Joshua Newell – Sustainable Food Systems Initiative

Joshua Newell

Professor of Environment and Sustainability

Department Profile

Joshua Newell is an assistant professor in the School for Environment and Sustainability at the University of Michigan. He is a broadly trained human-environment geographer, whose research focuses on questions related to urban sustainability, resource consumption, and environmental and social justice. Newell’s current research can be divided into two primary areas of interest. The first, Urban Infrastructure and Form, focuses on structural features of the urban form (e.g. built environment, transport, energy, and water infrastructure). The second research area, Urban Consumption and Commodities, focuses on the interrelationships between the consumption of consumer products, our responsibilities as global ‘green’ urban citizens, and the role of governance mechanisms and frameworks (including local institutions) in regulating product consumption.

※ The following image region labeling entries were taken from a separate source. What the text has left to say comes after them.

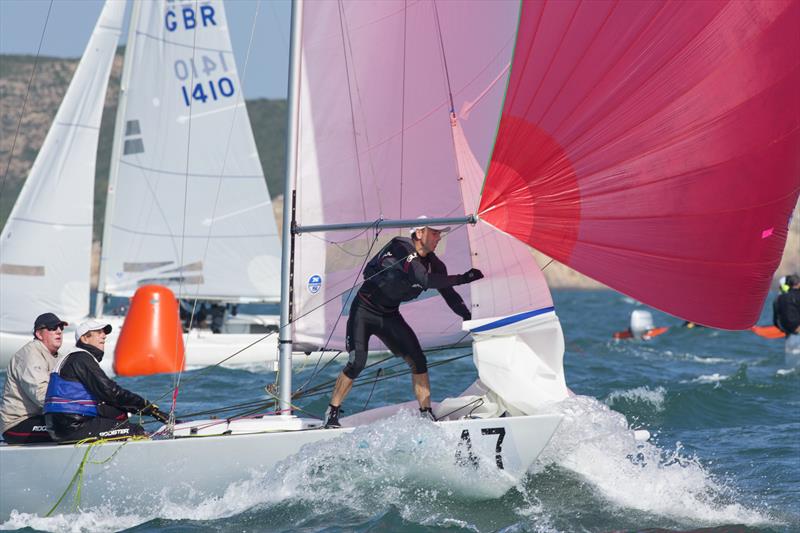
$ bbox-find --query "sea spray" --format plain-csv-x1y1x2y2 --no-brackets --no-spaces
537,396,768,525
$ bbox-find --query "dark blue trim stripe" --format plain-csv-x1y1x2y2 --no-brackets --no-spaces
470,307,556,333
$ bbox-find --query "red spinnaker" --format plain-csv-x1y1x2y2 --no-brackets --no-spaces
479,0,800,329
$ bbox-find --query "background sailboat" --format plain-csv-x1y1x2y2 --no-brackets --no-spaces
0,1,290,370
0,1,125,365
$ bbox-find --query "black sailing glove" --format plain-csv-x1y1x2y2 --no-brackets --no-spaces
459,268,483,285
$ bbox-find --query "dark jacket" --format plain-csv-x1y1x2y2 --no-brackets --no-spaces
358,237,472,320
46,342,147,436
772,289,800,335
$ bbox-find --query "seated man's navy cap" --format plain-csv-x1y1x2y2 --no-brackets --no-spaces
33,313,69,331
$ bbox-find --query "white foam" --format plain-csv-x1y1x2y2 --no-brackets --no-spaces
692,355,734,365
605,386,667,412
0,508,142,533
539,396,768,525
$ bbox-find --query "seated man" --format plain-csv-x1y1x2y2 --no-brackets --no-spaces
44,320,169,442
0,313,68,444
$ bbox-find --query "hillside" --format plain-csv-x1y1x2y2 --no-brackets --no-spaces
0,53,800,288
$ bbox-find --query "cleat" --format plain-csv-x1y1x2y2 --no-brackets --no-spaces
419,407,436,422
325,404,342,429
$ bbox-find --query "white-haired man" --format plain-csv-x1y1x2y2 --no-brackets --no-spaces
325,217,483,428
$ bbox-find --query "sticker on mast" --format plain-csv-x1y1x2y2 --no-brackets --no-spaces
307,274,322,294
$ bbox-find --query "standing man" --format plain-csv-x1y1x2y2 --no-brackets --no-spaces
325,216,483,428
44,320,169,442
772,274,800,364
0,313,68,444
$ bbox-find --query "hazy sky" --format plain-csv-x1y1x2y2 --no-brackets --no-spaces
0,0,291,98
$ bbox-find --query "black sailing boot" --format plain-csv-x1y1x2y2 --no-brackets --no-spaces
325,404,342,428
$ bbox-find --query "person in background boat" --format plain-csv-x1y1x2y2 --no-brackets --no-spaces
44,320,169,442
325,216,483,428
772,274,800,352
0,313,69,444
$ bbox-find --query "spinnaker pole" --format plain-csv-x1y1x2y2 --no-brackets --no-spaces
278,0,303,416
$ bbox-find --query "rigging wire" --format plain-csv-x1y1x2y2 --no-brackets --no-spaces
172,0,205,432
0,0,54,204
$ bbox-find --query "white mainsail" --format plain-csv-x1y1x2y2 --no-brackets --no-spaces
100,0,280,302
0,0,125,332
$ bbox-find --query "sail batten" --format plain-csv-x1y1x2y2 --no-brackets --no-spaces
0,0,125,332
101,0,280,301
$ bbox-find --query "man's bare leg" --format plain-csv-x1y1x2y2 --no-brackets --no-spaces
331,372,354,407
412,372,431,409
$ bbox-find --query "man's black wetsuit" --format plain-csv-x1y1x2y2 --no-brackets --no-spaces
45,341,150,442
344,237,473,379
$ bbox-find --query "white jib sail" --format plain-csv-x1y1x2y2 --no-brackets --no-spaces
0,0,125,332
101,0,280,301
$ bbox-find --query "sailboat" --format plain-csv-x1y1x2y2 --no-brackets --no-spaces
0,1,288,366
0,0,800,520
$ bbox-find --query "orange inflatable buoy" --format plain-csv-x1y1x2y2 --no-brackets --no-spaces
642,327,669,341
114,285,185,376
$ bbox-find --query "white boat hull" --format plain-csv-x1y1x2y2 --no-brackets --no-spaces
0,415,561,521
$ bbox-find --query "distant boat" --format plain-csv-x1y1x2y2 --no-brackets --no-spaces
0,1,288,366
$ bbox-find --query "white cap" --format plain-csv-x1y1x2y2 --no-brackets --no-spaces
75,320,111,342
409,215,451,235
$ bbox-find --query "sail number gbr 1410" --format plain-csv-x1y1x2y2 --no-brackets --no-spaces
174,52,236,107
456,427,506,470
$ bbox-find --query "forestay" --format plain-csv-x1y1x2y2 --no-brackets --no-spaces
293,1,552,349
479,0,800,329
101,0,280,301
0,0,125,332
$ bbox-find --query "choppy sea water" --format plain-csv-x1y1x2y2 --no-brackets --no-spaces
0,291,800,532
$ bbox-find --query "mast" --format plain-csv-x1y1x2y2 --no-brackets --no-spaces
94,1,141,317
278,0,303,416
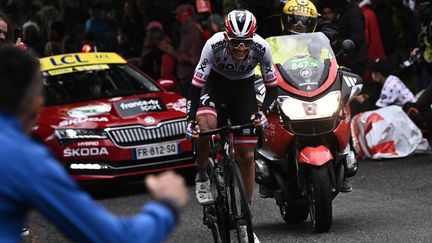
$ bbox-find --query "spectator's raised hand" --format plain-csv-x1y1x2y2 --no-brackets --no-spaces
158,41,174,55
15,38,27,50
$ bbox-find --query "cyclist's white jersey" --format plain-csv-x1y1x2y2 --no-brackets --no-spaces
192,32,277,88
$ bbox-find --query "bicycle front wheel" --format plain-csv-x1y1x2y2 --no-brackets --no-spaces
225,161,254,243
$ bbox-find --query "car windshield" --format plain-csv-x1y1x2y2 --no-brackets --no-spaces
43,64,160,106
266,32,337,91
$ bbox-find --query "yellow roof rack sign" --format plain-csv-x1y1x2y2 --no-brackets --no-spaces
39,52,126,72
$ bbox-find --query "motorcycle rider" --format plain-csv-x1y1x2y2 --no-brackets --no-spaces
186,9,277,242
259,0,352,198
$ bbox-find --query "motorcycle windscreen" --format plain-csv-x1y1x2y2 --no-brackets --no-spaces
277,56,331,91
266,32,335,91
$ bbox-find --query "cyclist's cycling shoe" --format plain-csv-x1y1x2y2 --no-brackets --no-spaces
258,184,274,198
240,225,260,243
195,173,214,206
340,178,352,192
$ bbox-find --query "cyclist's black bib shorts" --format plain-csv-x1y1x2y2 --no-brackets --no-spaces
197,70,257,145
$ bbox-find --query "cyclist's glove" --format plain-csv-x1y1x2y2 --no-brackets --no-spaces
254,111,269,128
185,121,198,140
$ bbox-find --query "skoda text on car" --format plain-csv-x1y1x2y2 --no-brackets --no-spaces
33,53,194,181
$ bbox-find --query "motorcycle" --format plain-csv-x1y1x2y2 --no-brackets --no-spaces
255,33,363,232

His research approach is often multi-scalar and integrative and, in addition to theory and method found in geography and urban planning, he draws upon principles and tools of industrial ecology, and spatial analysis. In terms of sustainable food systems, Newell is conducting research on how urban agriculture might be ‘scaled-up’ and what this means for existing food, energy, and water flows, as well as food sovereignty, justice, and community viability.

Newell teaches Sustainability and Society (ENVIRON 207), a survey course for undergraduates and includes two classes on food systems.